They're almost impossible to ignore. From storefronts to highways, you've probably seen the imposing signs and billboards proclaiming “Flu Shots Now Availalbe.” But in reality, there’s nothing new about these vaccines, because this year’s flu shot happens to be identical to the one formulated for last year’s flu season.
Still, the U.S. Centers for Disease Control and Prevention (CDC) warn that even those who were vaccinated last year need to get another flu shot this year. Quoting Dr. Lisa Grohskopf from the CDC,
“If we are looking on an individual basis, we can't tell how quickly antibodies will decay after the vaccine, but we do know that immune response will drop over the course of a year. You can't count on that vaccine protecting you for a second
This is quite a surprising acknowledgement, since it implies that flu shots don’t really provide protection past one year! Yet a normal immune response lasts a lifetime. So what gives?
Once you get a glimpse of how our immune system works, you’ll easily understand.
A Two-Layered Line of Defense
When an invader (a virus or a germ, for example) attacks us, our innate immune system is the first to react. This is a mechanism that wards off unwanted intruders, designed to be our first line of defense.
You are probably familiar with leukocytes; they are but one of the many cells that are active during an innate immune response. You may have also heard of other innate immune cells, such as phagocytes, macrophages, and dendritic cells – to name a few.
And perhaps you recently caught news about Dr. Ralph Steinman, a Canadian scientist who was awarded the Nobel Prize for Medicine three days after his death. Dr. Steinman was honored for his discovery of dendritic cells and their role in adaptive immunity. His discovery may play a key role in explaining why vaccines don’t offer long-lasting immunity.
The adaptive immune system – composed mainly of lymphocytes – kicks in after the innate immune response has failed, meaning that the invader managed to enter the body. Dr. Steinman realized and confirmed that dendritic cells – which are found mainly on the skin and in areas in contact with the external environment, as the mucosal lining of the nose – are critical for adaptive immune mechanisms. 2 In essence, dendritic cells act as messengers between the innate and the adaptive immune system.

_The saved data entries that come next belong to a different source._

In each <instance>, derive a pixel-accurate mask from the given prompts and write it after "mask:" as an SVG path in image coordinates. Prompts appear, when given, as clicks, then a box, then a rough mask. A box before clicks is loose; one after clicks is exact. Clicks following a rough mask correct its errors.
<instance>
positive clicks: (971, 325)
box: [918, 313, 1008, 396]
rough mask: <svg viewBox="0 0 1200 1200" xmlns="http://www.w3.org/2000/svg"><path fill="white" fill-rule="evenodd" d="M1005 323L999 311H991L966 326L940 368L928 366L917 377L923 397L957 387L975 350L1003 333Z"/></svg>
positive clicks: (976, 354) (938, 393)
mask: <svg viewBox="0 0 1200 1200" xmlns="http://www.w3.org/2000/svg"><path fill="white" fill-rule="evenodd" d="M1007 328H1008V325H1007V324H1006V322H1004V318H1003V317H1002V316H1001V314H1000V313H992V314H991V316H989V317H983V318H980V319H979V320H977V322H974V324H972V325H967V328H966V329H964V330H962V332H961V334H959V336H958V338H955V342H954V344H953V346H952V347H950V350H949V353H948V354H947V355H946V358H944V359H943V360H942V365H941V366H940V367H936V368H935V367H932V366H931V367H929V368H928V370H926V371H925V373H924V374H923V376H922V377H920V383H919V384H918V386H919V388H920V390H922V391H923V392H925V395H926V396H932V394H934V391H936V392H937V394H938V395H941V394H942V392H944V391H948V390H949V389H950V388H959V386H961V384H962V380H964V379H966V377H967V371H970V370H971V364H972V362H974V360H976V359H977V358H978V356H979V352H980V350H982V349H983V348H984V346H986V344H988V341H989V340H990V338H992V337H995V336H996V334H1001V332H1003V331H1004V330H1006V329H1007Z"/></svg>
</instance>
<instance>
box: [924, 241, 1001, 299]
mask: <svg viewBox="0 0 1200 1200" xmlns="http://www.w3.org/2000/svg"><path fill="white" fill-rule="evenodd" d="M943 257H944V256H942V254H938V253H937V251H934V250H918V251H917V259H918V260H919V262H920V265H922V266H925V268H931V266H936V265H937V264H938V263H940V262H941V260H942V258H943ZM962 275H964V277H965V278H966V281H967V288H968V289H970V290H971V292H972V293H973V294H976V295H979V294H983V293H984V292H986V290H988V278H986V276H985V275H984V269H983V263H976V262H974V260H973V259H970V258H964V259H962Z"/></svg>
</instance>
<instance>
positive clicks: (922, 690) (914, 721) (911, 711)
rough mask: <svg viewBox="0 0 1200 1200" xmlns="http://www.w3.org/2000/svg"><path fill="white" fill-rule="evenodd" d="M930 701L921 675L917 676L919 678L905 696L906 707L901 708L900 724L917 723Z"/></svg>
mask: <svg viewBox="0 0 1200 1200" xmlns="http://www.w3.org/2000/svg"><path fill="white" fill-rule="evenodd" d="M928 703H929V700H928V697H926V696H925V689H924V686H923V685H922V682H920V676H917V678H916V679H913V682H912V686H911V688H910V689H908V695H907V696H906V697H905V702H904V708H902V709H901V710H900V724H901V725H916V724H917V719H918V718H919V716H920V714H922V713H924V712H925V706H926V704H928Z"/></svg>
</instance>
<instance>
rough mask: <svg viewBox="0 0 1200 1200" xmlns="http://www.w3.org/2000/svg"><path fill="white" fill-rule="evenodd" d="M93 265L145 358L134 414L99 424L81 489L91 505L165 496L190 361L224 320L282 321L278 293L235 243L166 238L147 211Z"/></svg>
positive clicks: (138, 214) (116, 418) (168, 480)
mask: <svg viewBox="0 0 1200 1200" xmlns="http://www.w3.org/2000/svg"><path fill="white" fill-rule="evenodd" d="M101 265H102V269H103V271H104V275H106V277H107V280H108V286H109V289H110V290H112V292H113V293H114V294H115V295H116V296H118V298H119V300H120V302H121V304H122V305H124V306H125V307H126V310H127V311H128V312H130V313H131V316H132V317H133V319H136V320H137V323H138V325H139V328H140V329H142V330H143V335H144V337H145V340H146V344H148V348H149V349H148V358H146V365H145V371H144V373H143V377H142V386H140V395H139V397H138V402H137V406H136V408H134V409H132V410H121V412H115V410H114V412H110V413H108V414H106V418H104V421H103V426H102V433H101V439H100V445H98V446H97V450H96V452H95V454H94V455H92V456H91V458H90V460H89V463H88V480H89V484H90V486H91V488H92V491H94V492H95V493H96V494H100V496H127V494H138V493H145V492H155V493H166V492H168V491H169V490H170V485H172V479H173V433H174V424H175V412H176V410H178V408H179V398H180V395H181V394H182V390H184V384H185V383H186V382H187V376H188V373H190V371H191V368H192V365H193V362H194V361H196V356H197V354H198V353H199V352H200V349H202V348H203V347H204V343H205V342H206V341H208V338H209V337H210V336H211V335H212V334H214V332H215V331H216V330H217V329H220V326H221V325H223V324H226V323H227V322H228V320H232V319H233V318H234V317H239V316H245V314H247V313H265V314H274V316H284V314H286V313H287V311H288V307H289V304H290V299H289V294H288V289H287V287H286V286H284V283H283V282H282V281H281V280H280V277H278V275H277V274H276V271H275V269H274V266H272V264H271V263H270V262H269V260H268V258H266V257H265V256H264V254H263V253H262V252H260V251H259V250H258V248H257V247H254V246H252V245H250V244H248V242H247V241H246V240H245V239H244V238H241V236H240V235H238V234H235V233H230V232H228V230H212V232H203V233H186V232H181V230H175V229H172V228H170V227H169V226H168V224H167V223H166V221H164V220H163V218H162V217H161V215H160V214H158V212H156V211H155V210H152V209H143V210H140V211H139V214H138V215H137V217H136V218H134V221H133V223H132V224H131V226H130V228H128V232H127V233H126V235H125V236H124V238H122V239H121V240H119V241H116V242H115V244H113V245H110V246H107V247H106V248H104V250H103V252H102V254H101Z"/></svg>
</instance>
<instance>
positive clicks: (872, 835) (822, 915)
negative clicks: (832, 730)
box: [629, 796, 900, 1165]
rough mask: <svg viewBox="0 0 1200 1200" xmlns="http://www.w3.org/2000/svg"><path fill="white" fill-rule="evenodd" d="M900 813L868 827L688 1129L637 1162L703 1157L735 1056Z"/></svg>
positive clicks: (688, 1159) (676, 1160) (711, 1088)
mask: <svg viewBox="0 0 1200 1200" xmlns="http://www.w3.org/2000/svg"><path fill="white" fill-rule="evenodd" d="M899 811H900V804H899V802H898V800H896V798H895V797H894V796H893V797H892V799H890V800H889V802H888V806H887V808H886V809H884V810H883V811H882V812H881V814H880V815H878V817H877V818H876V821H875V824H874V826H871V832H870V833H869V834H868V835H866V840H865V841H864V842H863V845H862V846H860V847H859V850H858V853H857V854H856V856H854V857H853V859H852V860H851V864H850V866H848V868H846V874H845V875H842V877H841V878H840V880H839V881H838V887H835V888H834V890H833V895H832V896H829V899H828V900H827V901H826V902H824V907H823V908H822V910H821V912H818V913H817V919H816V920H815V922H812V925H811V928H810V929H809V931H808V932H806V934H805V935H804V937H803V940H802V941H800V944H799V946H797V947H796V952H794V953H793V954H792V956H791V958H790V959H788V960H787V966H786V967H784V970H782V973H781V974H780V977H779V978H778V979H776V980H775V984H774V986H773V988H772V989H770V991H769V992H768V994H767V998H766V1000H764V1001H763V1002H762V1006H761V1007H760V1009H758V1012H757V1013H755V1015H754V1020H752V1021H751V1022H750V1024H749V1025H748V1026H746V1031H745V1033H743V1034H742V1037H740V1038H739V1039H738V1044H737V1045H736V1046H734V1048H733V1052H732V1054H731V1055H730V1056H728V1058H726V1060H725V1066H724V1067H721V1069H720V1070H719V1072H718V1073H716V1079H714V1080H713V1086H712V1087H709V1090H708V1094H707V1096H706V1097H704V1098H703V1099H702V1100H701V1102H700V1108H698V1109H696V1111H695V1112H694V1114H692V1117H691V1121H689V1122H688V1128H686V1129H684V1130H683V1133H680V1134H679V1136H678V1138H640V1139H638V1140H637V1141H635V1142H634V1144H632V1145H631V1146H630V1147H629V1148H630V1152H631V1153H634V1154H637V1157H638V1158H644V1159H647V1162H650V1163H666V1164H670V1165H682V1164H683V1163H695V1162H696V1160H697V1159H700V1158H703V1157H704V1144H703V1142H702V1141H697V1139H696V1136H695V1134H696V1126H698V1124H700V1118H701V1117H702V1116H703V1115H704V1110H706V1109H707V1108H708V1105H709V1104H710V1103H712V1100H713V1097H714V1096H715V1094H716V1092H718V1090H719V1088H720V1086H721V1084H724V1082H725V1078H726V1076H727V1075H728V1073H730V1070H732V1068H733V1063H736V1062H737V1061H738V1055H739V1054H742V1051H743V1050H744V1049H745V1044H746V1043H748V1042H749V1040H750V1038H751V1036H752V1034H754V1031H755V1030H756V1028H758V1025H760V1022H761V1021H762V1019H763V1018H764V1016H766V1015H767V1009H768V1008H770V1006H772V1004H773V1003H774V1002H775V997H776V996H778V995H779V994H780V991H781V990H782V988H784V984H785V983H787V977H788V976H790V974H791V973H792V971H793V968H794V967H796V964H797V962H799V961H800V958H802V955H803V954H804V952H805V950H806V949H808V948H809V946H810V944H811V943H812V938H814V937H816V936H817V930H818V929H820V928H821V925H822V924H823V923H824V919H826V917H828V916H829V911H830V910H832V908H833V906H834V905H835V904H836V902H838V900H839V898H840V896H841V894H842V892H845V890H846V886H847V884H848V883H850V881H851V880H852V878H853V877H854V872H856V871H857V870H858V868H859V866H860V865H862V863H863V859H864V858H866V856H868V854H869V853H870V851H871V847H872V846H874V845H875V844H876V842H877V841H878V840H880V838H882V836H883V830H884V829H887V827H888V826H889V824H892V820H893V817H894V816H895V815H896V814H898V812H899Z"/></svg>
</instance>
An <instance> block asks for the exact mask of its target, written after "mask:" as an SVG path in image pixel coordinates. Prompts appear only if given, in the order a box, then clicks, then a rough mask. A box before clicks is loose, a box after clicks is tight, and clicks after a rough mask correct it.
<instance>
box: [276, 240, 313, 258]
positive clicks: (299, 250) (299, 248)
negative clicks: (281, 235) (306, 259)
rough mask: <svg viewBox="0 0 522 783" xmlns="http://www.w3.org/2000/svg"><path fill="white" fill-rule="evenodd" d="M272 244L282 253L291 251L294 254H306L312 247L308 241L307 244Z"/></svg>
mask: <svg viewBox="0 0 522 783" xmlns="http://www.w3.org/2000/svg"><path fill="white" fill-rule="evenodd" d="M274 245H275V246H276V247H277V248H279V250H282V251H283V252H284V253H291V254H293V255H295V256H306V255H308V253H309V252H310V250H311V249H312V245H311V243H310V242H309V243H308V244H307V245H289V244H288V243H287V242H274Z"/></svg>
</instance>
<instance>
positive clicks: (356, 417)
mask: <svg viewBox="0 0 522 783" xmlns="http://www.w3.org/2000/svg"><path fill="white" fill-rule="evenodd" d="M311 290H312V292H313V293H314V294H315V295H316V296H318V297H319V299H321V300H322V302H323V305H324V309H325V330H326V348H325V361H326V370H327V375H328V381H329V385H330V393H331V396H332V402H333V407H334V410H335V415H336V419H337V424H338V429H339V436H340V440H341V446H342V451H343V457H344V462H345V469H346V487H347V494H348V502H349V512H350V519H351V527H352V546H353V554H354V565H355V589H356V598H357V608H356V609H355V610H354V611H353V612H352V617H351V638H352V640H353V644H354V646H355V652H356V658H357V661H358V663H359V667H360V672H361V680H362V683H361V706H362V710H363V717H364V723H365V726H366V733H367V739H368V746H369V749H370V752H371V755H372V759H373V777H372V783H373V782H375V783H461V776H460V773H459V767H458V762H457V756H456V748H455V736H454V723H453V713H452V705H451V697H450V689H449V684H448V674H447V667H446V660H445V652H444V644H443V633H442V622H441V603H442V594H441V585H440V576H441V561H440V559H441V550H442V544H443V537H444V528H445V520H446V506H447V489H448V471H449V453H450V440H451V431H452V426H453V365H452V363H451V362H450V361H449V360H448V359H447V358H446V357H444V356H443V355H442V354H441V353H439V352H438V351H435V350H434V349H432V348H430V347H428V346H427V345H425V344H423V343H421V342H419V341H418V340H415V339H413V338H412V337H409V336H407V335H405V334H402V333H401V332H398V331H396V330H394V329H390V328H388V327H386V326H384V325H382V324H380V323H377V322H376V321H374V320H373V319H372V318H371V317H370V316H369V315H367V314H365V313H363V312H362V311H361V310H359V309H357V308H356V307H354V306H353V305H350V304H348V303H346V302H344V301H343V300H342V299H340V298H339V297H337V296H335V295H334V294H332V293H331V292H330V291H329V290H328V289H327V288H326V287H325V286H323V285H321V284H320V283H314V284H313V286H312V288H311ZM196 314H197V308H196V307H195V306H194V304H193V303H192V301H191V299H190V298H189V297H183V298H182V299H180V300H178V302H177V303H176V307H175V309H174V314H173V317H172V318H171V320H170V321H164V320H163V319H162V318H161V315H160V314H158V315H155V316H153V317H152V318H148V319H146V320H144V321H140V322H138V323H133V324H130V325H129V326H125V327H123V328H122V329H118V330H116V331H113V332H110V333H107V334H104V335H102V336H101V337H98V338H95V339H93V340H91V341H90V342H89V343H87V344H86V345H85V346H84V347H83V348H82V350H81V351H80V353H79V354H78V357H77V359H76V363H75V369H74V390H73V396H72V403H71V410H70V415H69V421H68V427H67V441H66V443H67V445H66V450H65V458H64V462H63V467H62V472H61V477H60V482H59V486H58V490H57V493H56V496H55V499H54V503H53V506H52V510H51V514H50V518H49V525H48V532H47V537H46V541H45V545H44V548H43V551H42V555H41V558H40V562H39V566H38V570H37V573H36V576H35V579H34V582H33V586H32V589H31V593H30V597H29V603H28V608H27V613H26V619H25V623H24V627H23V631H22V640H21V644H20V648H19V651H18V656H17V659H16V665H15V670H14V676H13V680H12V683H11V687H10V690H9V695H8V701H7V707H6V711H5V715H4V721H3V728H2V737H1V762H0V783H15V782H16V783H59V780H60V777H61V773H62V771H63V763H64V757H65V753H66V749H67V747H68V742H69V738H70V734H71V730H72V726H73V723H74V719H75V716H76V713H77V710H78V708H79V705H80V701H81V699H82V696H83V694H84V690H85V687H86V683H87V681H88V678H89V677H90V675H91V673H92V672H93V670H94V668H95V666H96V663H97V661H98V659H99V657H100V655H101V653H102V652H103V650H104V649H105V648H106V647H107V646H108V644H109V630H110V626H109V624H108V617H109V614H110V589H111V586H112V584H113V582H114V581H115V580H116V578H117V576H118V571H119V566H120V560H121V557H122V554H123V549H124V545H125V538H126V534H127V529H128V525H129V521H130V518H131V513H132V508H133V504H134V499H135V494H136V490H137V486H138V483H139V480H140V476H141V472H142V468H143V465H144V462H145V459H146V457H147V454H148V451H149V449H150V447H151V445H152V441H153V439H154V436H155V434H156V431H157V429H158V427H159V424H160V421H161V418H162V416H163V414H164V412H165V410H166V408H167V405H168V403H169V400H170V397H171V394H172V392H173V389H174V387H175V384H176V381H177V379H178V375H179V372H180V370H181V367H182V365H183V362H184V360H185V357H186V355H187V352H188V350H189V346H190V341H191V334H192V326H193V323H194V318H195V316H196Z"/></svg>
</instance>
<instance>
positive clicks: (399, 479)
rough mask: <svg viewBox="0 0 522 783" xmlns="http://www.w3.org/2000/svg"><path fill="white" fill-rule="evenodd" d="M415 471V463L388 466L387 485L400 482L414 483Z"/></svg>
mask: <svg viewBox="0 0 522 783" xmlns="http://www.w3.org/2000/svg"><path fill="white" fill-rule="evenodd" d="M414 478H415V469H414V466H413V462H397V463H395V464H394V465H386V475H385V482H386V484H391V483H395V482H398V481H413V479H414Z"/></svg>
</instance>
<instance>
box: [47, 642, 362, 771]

Normal Immunity Lasts a Lifetime
It’s amazing: our immune system has memory. Once we are exposed to a pathogen, the antibodies formed to fight off the first ‘attack’ will always remember it, and can therefore annihilate it. But vaccines are made from either weakened or killed pathogens – plus a whole lot of other ingredients.
Common sense would then lead us to conclude that the flu shot doesn’t produce the quality and potency of antibodies the body would naturally produce as a reaction to a pathogen. And worse, that the immune system fails to ‘memorize’ the infective agent, unlike what happens without vaccination.
The Flu Shot: A Sneaky Intruder
Since vaccines are injected directly into the body, they basically circumvent the innate immune system. This also means that the dendritic cells cannot alert the cells of the adaptive immune system. In other words, it’s as if you’d invite an intruder into your home.
It doesn’t take a rocket scientist to realize that this ominous ‘shortcut’ can wreak havoc in our immune system, perhaps even weakening it instead of strengthening it. Without an injection, no virus or bacteria is ever offered open access to the inside of the body. They have to first battle the innate immune system, and if the intruder wins, the adaptive immune system has been alerted so as to formulate its own plan of defense.
Upgrade Your Natural Alarm System
Instead of disarming your guards, I suggest you upgrade your immunity with proper nutrition and sensible lifestyle changes during the coldest months of the year.
If you haven’t yet (or if you need a refresher), read my previous blog post titled ‘The Flu Shot: Everything You Need to Know'. You’ll find my common-sense suggestions to naturally arm yourself against the flu and stay in top shape.
To your immune system!
2 Steinman RM, Hemmi H. “Dendritic cells: translating innate to adaptive immunity.” Current Topics in Microbiology and Immunology. 311:17-58. 2006.